Was vor 40 (!) Jahren bei Peter Handkes wohl bekanntestem Stück für Aufregung in der deutschen Theaterlandschaft sorgte, hat heute allenfalls unterhaltsamen Charakter. Aber auch das nur begrenzt, denn wirklich unterhaltend ist Handkes Anhandlung über Natur und Zweck, Methode und Absicht, Botschaft und Zeit des Theaters über weite Strecken nicht. Um es noch genauer zu formulieren: über gewisse Strecken der 75 Minuten mehr oder weniger sinnvoll aneinandergereihter kurzer und aussagekräftiger überwiegend Hauptsätze kommt Langeweile auf.
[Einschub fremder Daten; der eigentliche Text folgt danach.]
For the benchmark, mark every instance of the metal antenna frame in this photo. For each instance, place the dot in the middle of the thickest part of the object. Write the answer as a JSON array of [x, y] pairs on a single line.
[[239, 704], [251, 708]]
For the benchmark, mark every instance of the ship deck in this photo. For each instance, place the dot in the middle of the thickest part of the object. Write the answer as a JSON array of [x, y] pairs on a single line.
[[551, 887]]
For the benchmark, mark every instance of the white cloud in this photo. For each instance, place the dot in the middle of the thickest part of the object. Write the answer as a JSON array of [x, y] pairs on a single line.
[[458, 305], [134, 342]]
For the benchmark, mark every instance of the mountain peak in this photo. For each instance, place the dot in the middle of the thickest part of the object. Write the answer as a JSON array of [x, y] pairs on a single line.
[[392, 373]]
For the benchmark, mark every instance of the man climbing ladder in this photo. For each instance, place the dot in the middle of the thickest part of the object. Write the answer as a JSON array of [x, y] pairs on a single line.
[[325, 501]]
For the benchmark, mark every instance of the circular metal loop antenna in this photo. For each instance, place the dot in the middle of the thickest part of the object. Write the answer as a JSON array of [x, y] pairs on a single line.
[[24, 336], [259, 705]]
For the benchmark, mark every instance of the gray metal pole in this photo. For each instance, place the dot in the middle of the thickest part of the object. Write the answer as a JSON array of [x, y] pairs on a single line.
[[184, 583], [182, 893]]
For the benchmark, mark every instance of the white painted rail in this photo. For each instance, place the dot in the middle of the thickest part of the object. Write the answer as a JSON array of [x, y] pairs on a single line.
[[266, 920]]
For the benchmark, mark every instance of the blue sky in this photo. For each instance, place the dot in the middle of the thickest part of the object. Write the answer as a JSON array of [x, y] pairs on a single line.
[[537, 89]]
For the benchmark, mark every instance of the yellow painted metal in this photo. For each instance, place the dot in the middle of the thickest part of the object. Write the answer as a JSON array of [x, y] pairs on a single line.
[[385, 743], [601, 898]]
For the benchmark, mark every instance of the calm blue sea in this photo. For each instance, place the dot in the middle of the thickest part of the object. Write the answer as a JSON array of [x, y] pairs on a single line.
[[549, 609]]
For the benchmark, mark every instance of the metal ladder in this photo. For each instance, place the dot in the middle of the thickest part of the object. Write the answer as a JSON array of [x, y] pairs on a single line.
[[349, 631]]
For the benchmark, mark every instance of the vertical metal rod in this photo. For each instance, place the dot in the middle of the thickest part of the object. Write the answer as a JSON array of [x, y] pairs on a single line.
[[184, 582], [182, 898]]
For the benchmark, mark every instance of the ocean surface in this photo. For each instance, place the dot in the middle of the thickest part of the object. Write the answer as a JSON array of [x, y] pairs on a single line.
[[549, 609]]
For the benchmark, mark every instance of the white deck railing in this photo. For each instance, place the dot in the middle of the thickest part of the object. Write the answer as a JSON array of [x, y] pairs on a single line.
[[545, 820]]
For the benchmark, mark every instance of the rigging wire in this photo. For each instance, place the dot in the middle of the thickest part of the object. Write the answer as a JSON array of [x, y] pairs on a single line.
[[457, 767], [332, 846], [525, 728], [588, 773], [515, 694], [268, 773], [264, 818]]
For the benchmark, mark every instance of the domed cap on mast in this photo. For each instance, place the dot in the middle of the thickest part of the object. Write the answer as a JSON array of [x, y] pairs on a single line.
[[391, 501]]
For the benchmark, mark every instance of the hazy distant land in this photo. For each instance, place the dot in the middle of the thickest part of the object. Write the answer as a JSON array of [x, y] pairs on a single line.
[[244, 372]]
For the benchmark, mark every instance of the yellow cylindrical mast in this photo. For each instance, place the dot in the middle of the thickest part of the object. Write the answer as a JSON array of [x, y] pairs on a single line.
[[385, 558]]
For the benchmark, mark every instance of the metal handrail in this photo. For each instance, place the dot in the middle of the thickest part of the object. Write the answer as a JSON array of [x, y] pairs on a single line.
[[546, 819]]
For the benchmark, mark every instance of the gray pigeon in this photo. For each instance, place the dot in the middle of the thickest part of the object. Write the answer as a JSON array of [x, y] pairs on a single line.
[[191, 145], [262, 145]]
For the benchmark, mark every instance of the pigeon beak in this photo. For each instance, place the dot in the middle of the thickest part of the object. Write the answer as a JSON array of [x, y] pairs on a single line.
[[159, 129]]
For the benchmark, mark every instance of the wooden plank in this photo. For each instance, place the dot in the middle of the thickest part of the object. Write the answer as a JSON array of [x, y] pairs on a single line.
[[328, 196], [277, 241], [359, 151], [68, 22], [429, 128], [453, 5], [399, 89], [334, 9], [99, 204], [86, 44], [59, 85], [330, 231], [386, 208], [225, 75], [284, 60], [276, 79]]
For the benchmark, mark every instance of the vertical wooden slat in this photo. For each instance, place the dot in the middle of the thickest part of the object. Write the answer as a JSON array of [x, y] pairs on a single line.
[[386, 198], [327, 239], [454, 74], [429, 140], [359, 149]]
Das liegt nun aber nicht an der Inszenierung oder den vier Sprechern. Mehr ist einfach nicht drin. Aus der "Beschimpfung" des Publikums - die es im Grunde ja nie war - hat sich das herausgemendelt, was es im Grunde stets gewesen ist und auch sein wollte: ein abseits der Längen recht eloquenter, in seinem theaterhistorischen Bezug aber längst anachronistischer Exkurs über das Theater, also sich selbst. Es hat sich verbraucht.

Flip-Flops

Julia Wolff, Hans Richter Henning Strübbe und Andreas Ramstein - in schlichter schwarz-weißer Garderobe und mit Flip-Flops an den baren Füßen (eine Botschaft?) machen ihre Sache
gut in dem wortreichen, nicht aber wortgewaltigen Stück, das keins sein möchte - in dem Spiel, das vorgibt, keines zu sein.

Hans Richter, Julia Wolff, Henning Strübbe, Andreas
Ramstein (von links) -  Wir werden sie beleidigen...

"Sie werden kein Schauspiel sehen."
"Sie werden ein Schauspiel ohne Bilder sehen."
"Sie denken nicht (mit)!"
"Ihre Gedanken sind frei."
"Ihre Gedanken sind nicht frei!"
"Wir sind das Sprachrohr des Autors.!
"Das ist kein Welttheater."
"Hier werden die Möglichkeiten des Theaters nicht genutzt!"
"SIE lassen uns kalt!"

Zarte Grobheiten

Immerhin schaffen die vier überzeugenden Sprecher es, die olle Kamelle doch mit Leben zu erfüllen. Das "Publikum ohne Eigenschaften" aber aufzuregen, Emotionen zu wecken, gelingt ihnen nicht. Da sitzen die erwartungsfrohen Zuschauer und wollen beleidigt werden. Und in der Tat: erst bei den zarten Versuchen in gewisser Grobheit rührt sich etwas, nämlich zaghaftes Amüsement. So hatte sich das Herr Handke seinerzeit sicher nicht gedacht.
"Hören sie uns nicht zu!"

...wir werden niemanden meinen!

"Sich etwas bieten lassen!"
"Zeit läßt sich nicht spielen."
"Wir werden sie beschimpfen - wir werden niemanden meinen!"
Na also, da wird ja die Entschuldigung gleich mitgeliefert.  Provokation hier, Betroffenheit oder Empörung da findet nicht statt.  Ein bürgerliches Vergnügen, das durch Henning Strübbe, Andreas Ramstein, Julia Wolff und Hans Richter zum sprachlichen Genuß gerät. Am Ende singen die vier zur Melodie von Haydns "Kaiserquartett" ein paar leise Beleidigungen. Gott erhalte Franz den Kaiser!